Un avocat basé à Goma, au Nord-Kivu, a indiqué que les tribunaux militaires avaient recours à des stagiaires pour compenser le manque de magistrats, du fait du nombre d’affaires en constante augmentation. « Ces stagiaires instruisent les dossiers, effectuent l’interrogatoire des accusés et, ensuite, ils soumettent ce travail à la signature d’un magistrat. … Parfois, les stagiaires décident eux-mêmes si le maintien en détention est nécessaire ou pas », a affirmé cet avocat, qui a mis en garde contre l’illégalité de telles pratiques.
Le 24 novembre, le porte-parole local de l’opposition, Luc Malembe, a été arrêté à Bunia, dans la province de l’Ituri. Il est toujours en détention et a été inculpé de propagation de « fausses informations », après avoir diffusé sur les réseaux sociaux une publication dans laquelle il critiquait l’état de siège comme étant un échec. Malembe est dans l’attente de son verdict et est passible d’une peine de prison pouvant aller jusqu’à trois ans.
Les autorités ont arrêté au moins quatre membres des parlements national et provinciaux pour avoir critiqué ou s’être opposés à l’état de siège. Deux d’entre eux sont toujours en détention préventive dans l’attente d’un procès.
Treize activistes de la Lucha, qui ont été arrêtés le 13 novembre à Beni lors d’une manifestation pacifique, sont toujours en détention et sont passibles des peines allant d’un à trois ans de prison pour « provocation et incitation à des manquements envers l’autorité publique » Leur affaire est en cours devant le tribunal militaire et ils sont dans l’attente du verdict.
Toute personne actuellement en détention préventive ou purgeant une peine de prison pour avoir exprimé une opinion concernant l’état de siège au Nord-Kivu et en Ituri devrait être immédiatement remise en liberté et les chefs d’accusation abandonnés, a déclaré Human Rights Watch.
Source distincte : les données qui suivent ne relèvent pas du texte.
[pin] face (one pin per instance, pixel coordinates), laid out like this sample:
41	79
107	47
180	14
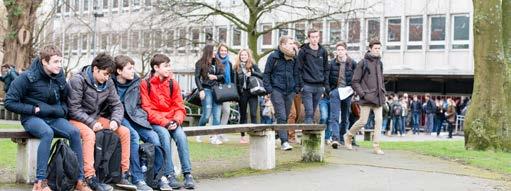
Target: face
223	51
128	72
375	50
244	56
101	76
314	38
163	70
54	65
341	51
Aux termes du Pacte international des Nations Unies relatif aux droits civils et politiques (PIDCP), certains droits peuvent être suspendus sous un régime d’urgence tel que l’état de siège, « dans la stricte mesure où la situation l’exige », et dans un contexte légal, nécessaire et proportionné. Human Rights Watch est gravement préoccupé du fait que l’état de siège décrété dans cette région de la RD Congo permette l’imposition de restrictions excessivement générales et aux contours vagues, allant au-delà de celles qui sont autorisées par le PIDCP et qui menacent les droits fondamentaux aux libertés d’expression, de rassemblement pacifique et de réunion.
Tant que l’état de siège est en place, tous les actes qui ne sont pas conformes aux normes de suspension des droits énoncées dans le PIDCP devraient être annulés ou révisés sans tarder. La RD Congo devrait également reconnaître qu’elle demeure tenue de respecter tous les articles de la Charte africaine des droits de l’homme et des peuples, qui ne contient pas de dispositions prévoyant des dérogations. Les personnes qui ont été arrêtées arbitrairement et détenues en vertu des dispositions de l’état de siège, ou ont subi d’une autre manière des violations de leurs droits humains, devraient recevoir compensation, notamment une prompte remise en liberté et des indemnités appropriées.